Not all independent directors are effective monitors of a company’s management. Directors who are appointed after the CEO of the company takes office are not as effective monitors as directors who are appointed before the CEO takes office and are independent. Directors who are appointed after the CEO takes office have an allegiance to that CEO. As their representation increases on the board, the board’s monitoring decreases, management’s pay increases (not tied to performance metrics), and investment increases.
The authors segregate company board members into two categories: co-opted and non-co-opted. Co-opted board members are those who were appointed after the CEO of the company took office, whereas non-co-opted members are those who were appointed before the CEO’s appointment. The authors also control the two categories for level of independence. They find that co-opted board members are less effective monitors than non-co-opted independent directors.
How Is This Research Useful to Practitioners?
Board members are supposed to be effective monitors of management’s (especially the CEO’s) performance. They are generally experienced individuals who have expertise and add value to a company’s board—a decision-making body. Moreover, board members are supposed to be independent of a company’s management.
But in reality, board members, especially those appointed after the CEO of the company takes office, have some allegiance to the CEO and may be lax in effectively monitoring the CEO’s performance. With a better understanding of the composition of company boards, equity investors may want to filter out companies that have a large share of co-opted members on their board.
The authors find that boards with more co-opted members are less likely to fire an underperforming CEO, more likely to approve increases in the CEO’s pay, and more likely to approve investments recommended by the CEO. These findings generally hold true even if the board members are independent but co-opted. All of these findings have implications in terms of companies’ long-term valuations.
How Did the Authors Conduct This Research?
The authors’ main independent variable is the ratio of co-opted (or captured) board members to total board size. Other key variables are CEO forced turnover, CEO pay, CEO pay–performance sensitivity, firm’s investment, and independence of the board (defined as the proportion of independent directors on the board).
The authors test four main hypotheses regarding companies with increasingly co-opted boards: (1) the sensitivity of CEO turnover to firm performance decreases, (2) CEO pay level increases, (3) CEO pay–performance sensitivity decreases, and (4) the firm’s investment increases.

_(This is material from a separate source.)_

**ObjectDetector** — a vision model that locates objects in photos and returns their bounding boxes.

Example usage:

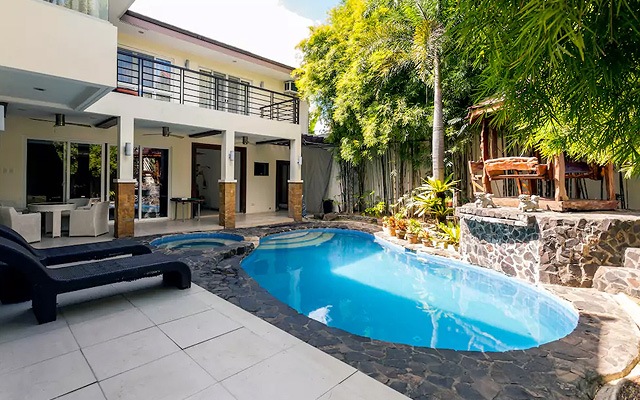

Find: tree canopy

[453,0,640,175]
[296,0,470,173]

They use the RiskMetrics database to gather information about directors of S&P 500 Index, S&P MidCap 400 Index, and S&P SmallCap 600 Index firms during 1996–2010. They use compensation data from ExecuComp, accounting data from Compustat, and stock return data from CRSP. The resulting sample excludes firms incorporated outside the United States. The firms that are part of the sample have an average of $5.3 billion in sales, 10 board members, a co-option mean value of 0.47 (meaning that almost half of the board members are co-opted), and independence of 0.69. The authors’ findings indicate that co-opted directors, irrespective of whether they are independent, are sympathetic to the CEO.
The authors’ findings that not all independent directors are effective in terms of monitoring the performance of CEOs present new questions and scope for future research in corporate governance. If independent directors who are co-opted show their allegiance to the CEO, as the authors’ findings indicate, how can these directors still be defined as independent?